Protokoll der Sitzung vom 11.10.2006

Herr Reinert, wenn Sie mir mitteilen wollten, dass Sie gerade aus der CDU ausgetreten sind, dann wäre das eine interessante Neuigkeit,

(Beifall bei der GAL und vereinzelt bei der SPD)

aber ich kann feststellen, dass hier nur Abgeordnete sitzen, die von Parteien entsandt worden sind. Etwas anderes haben wir in Hamburg noch nicht erlebt und wir würden es frühestens mit dem neuen Wahlrecht erleben. Tatsächlich ist dieses Wahlrecht eine Zumutung für die Parteien, weil die Parteien weniger Sicherheit in ihren Personalentscheidungen haben. Es ist eine Zumutung, aber es ist eben nicht gedacht als ein Wahlrecht, das sich gegen die Parteien richten würde. Das wäre auch schlimm, wenn es so wäre. Wir brauchen die Parteien als einen Ort, an dem Ideen reifen können. Wir haben es vorhin von Herrn Kopitzsch gehört. Diese drei Konzepte – "Wachsende Stadt", "Menschliche Metropole", "Kreative Stadt" –, die in dieser Stadt miteinander konkurrieren, im produktiven Wettstreit stehen, wären nicht denkbar, wenn wir es in dieser Stadt nur mit politischen Einzelkämpfern zu tun hätten. Wir brauchen Parteien, auch als einen Ort, an dem politische Talente heranreifen können, an dem sie an die politische Arbeit und die Übernahme von persönlicher Verantwortung herangeführt werden. Aber genau das will das Wahlrecht überhaupt nicht infrage stellen. Das Wahlrecht – ich muss es auch im Unterschied zu Herrn Neumann betonen, weil er hier nicht die Lanze für das Wahlrecht in der Sache brechen wollte, ich es aber hiermit tun will – ist getragen von der Überzeugung, die uns auch eint, dass die Demokratie tatsächlich die beste Form ist, die wir uns als Staatsform, als Regierungsform und als beste Form, Konflikte und Interessen miteinander in Einklang zu bringen, vorstellen können. Es ist getragen von der tiefen Überzeugung und von der Sorge um die Demokratie, dass sich die einfachen Bürgerinnen und Bürger in unserem Land und die Parteien immer weiter voneinander entfernen. Diese Sorge führt natürlich auch zu der Sorge, dass unsere Demokratie auf Dauer in Gefahr ist. Die Initiatoren für das neue Wahlrecht sind glühende Anhänger unserer Demokratieform und sie wollen dafür sorgen, dass das Band zwischen den Bürgerinnen und Bürgern und Parteien wieder enger wird. Deswegen ist es so schade, wenn Sie, von denen ich weiß, dass Sie überzeugte Demokraten sind, dieses Angebot der Bürgerinnen und Bürger, ein engeres Band zu knüpfen, ausschlagen.

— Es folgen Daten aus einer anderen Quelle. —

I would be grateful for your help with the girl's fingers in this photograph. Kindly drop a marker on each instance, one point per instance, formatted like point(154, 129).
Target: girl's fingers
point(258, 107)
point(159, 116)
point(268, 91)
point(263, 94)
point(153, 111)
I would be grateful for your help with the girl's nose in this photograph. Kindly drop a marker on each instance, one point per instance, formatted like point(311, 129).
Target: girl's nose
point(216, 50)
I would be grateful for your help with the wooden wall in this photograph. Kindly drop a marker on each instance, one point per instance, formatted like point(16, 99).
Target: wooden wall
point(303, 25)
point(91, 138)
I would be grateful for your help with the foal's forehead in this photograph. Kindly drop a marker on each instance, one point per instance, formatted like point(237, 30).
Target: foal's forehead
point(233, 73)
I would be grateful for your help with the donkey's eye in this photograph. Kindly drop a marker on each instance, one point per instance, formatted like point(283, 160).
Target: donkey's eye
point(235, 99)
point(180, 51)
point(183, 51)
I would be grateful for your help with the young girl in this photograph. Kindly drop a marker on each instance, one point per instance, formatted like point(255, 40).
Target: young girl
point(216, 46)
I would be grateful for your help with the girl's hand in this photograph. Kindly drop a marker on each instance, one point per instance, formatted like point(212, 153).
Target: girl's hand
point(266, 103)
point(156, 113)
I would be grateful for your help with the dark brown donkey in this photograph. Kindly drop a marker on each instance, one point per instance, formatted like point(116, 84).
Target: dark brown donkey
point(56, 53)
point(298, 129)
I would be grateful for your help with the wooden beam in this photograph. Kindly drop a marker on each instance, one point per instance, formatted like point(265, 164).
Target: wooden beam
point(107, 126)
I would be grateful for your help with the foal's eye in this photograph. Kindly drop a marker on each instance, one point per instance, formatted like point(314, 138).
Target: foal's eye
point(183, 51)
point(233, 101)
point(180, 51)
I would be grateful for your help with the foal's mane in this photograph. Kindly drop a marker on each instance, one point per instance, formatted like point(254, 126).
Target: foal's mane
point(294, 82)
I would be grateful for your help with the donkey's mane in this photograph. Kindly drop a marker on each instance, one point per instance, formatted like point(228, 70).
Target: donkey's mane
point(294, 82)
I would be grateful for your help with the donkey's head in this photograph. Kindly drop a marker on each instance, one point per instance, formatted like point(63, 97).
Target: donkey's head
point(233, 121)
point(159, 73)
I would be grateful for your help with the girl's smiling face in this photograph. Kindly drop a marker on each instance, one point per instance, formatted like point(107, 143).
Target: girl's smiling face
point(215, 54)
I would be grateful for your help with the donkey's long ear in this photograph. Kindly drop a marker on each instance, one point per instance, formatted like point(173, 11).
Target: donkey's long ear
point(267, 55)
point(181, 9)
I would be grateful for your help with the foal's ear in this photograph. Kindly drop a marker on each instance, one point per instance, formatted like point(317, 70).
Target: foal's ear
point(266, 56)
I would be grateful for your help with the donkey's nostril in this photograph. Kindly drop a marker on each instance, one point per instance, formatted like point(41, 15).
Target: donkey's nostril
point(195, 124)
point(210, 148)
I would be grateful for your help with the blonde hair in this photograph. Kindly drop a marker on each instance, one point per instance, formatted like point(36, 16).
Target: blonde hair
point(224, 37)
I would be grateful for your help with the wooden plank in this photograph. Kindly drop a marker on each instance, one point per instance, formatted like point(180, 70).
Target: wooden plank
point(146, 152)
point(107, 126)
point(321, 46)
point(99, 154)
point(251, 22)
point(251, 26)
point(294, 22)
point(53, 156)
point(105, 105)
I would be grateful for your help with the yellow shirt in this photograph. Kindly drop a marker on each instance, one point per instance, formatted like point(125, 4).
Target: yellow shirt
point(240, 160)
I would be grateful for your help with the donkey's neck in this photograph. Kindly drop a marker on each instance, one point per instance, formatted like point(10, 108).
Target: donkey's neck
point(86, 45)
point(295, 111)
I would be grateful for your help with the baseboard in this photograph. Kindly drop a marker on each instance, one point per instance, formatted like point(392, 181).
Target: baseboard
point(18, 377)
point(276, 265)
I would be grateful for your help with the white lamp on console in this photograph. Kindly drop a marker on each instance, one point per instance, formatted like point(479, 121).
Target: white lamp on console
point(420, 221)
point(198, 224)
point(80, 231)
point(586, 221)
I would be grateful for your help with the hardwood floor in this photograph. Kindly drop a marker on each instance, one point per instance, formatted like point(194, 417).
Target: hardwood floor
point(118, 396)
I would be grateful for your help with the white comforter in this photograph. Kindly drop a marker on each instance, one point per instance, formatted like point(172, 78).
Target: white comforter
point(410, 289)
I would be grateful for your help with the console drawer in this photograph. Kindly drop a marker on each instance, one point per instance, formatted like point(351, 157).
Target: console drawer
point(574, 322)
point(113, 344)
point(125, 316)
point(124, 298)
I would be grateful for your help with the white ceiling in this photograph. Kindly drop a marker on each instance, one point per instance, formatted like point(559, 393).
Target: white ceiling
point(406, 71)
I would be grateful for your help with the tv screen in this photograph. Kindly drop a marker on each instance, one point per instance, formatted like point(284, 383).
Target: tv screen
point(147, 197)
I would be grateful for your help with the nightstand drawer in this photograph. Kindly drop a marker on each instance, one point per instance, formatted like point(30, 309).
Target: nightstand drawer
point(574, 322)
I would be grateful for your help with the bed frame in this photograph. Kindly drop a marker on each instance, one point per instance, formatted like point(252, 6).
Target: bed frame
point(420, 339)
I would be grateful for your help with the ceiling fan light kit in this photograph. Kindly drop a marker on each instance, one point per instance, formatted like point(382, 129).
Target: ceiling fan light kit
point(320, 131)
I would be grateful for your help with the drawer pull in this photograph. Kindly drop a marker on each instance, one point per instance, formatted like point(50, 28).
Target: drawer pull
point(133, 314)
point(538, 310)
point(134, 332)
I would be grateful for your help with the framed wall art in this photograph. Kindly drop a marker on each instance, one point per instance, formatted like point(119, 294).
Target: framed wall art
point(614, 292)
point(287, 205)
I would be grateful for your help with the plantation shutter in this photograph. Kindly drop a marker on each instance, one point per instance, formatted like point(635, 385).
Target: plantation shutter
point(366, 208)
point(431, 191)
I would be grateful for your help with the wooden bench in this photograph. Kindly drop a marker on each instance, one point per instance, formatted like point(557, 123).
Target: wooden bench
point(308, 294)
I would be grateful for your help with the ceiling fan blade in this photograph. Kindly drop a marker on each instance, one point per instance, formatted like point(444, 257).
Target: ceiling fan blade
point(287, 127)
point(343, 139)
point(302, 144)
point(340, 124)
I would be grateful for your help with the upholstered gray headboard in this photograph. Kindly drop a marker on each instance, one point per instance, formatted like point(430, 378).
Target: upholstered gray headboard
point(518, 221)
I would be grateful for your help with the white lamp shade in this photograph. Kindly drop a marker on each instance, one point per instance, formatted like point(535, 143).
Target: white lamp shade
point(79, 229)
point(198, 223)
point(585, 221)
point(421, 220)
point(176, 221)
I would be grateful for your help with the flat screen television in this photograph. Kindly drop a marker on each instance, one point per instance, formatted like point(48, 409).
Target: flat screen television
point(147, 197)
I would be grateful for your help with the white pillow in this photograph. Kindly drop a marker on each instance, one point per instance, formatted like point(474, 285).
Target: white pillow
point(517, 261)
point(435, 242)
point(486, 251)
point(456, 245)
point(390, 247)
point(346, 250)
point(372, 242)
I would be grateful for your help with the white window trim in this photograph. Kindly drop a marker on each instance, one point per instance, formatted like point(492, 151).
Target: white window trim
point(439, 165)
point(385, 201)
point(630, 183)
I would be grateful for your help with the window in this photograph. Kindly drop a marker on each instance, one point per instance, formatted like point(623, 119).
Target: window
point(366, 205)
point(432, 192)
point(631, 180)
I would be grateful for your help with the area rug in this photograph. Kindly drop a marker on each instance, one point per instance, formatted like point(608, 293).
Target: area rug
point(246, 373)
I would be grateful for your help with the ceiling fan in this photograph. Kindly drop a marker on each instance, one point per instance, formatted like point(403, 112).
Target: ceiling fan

(Beifall bei der GAL und vereinzelt bei der SPD)

Es ist nicht nur eine Zumutung für die Parteien, es ist auch eine Zumutung für die Bürgerinnen und Bürger, für die Wählerinnen und Wähler. Niemand kann sich nach dem neuen Wahlrecht, wenn es tatsächlich angewendet würde, hinsetzen und sagen, die da oben machen sowieso, was sie wollen, das ist mir alles egal, sondern jeder ist in der Pflicht, sich vor Ort über die Kandidaten in den Wahlkreisen kundig zu machen. Jeder ist in der Pflicht, sich auch über die Kandidatinnen und Kandidaten kundig zu machen, die auf der Landesliste stehen und jeder Abgeordnete muss dann dieses Wechselspiel aufnehmen, aber es lebt eben auch von der Initiative der Bürge

rinnen und Bürger, die dann auch die Fragen stellen, die auf die Kandidatinnen und Kandidaten zukommen. Wenn das tatsächlich passieren würde, dann müssten auch die Wählerinnen und Wähler mehr leisten. Aber das Wahlrecht sagt, wir wollen diese beidseitige Zumutung. Deswegen ist es so schade. Es ist wirklich bezeichnend: Dann kommt eine Liste von fünf Einwänden gegen das geltende Wahlrecht, wo gesagt wird, da ist es rechtswidrig, da ist es problematisch und so weiter. Aber zu den zwei zentralen Punkten äußern Sie sich gar nicht mehr. Die zwei zentralen Punkte, wo Sie dieses zu knüpfende Band schon zerschlagen, bevor es überhaupt erst richtig unter Spannung geraten konnte, sind die Abschaffung der offenen Landesliste, also die Einführung der gebundenen Landesliste, und diese enorm hohe Relevanzschwelle, die sicherstellen wird, dass tatsächlich eine effektive Auswahl in den Wahlkreisen nicht mehr stattfinden wird. Ich finde das extrem schade und Sie tun sich selber keinen Gefallen damit und werden sich selber nicht gerecht.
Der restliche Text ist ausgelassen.